Analyzing Tagged Content: Is a Multiple Regression Analysis the Right Approach?

#1
I’m working with a relatively small data set that consists of several hundred social media posts, key engagement metrics and up to 10 content “tags” that describe the image of each post. We leveraged Google Vision API along with a manual review to construct the tags. I’ve linked to an example of what we’re working with here (http://imgur.com/vcZkWi9).

What I’m trying to do: I would like to leverage a statistically valid methodology to identify which one or more (in combination) of tags tend to perform the best across the data set. It’s easy enough to look at an individual tag and calculate the mean of the KPI, but any suggestions on how to evaluate combinations of tags that yield high performance? It wouldn’t necessarily need to be all tags in combination, but could be 3 out of the 10 perform the best.

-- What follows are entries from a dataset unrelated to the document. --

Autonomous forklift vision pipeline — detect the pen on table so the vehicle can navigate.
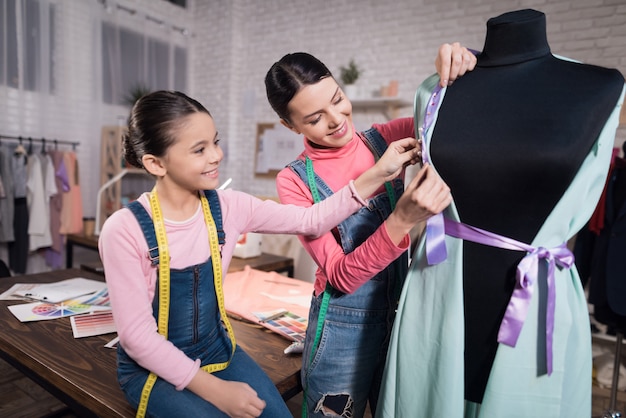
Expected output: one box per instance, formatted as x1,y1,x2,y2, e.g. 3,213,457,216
260,311,289,322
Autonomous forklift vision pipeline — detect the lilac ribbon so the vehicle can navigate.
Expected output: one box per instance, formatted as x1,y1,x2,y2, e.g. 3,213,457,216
445,219,574,375
418,83,448,266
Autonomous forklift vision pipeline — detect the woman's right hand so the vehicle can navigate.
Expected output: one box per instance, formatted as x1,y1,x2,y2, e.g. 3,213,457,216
385,164,452,244
354,138,421,199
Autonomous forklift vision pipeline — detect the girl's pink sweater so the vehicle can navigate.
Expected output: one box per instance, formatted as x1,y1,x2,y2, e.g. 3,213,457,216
98,183,366,390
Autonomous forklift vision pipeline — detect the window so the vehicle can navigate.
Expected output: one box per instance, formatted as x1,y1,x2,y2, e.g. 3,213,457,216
0,0,55,93
102,22,187,104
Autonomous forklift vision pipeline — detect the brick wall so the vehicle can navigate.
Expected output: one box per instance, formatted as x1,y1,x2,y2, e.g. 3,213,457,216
192,0,626,195
0,0,626,216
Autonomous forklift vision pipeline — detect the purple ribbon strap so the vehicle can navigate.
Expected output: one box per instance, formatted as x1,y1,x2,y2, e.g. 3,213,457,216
445,219,574,376
418,83,448,266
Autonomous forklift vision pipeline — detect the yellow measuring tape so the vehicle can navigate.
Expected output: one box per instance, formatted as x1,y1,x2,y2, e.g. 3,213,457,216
136,188,236,418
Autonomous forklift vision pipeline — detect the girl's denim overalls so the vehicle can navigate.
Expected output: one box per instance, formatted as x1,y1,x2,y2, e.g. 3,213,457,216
289,128,408,417
117,190,292,418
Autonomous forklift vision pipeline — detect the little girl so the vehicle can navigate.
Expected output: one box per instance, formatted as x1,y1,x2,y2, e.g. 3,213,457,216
99,91,418,418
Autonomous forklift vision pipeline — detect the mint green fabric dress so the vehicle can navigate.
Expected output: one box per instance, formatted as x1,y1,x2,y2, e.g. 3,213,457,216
376,77,624,418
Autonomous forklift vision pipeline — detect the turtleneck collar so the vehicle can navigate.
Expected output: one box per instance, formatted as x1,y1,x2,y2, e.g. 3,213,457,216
477,9,550,67
304,125,360,160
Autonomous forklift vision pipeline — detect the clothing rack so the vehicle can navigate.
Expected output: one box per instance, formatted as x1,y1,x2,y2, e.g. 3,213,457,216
0,134,80,151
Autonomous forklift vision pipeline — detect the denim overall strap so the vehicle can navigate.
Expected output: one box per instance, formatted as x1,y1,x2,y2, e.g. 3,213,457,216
126,190,226,266
126,200,159,266
130,193,236,417
287,128,404,417
361,128,404,210
204,190,226,246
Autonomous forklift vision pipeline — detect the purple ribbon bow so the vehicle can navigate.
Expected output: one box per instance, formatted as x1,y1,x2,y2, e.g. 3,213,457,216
445,219,574,376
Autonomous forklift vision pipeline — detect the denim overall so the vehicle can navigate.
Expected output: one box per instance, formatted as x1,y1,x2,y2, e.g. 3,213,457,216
117,190,291,418
289,128,408,417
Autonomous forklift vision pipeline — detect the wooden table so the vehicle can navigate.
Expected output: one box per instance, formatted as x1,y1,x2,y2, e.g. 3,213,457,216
0,269,302,417
65,234,294,277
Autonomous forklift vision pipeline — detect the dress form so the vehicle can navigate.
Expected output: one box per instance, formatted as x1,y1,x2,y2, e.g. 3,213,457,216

What approach would you recommend to understand what tags are most closely associated with the highest mean KPI score? I’ve been debating whether a multiple regression analysis is best, but looking for some insight on this.
 

CowboyBear

Super Moderator
#2
What I’m trying to do: I would like to leverage a statistically valid methodology
Do you mean use a statistically valid methodology? c.f. Leverage

to identify which one or more (in combination) of tags tend to perform the best across the data set. It’s easy enough to look at an individual tag and calculate the mean of the KPI, but any suggestions on how to evaluate combinations of tags that yield high performance? It wouldn’t necessarily need to be all tags in combination, but could be 3 out of the 10 perform the best.
I'm not sure this is doable given your dataset size. If you're interested in combinations of up to 3 tags at once, you're looking at 10! / 3! (10 - 3)! = 120 different combinations, so 119 regression slopes to estimate. Given that you only have several hundred datapoints to work from, you won't be able to get remotely precise estimates (e.g., consider that each 3-way combination will only come up a tiny handful of times). If you really want to look at the combinations in this data-driven way you will need thousands of data points.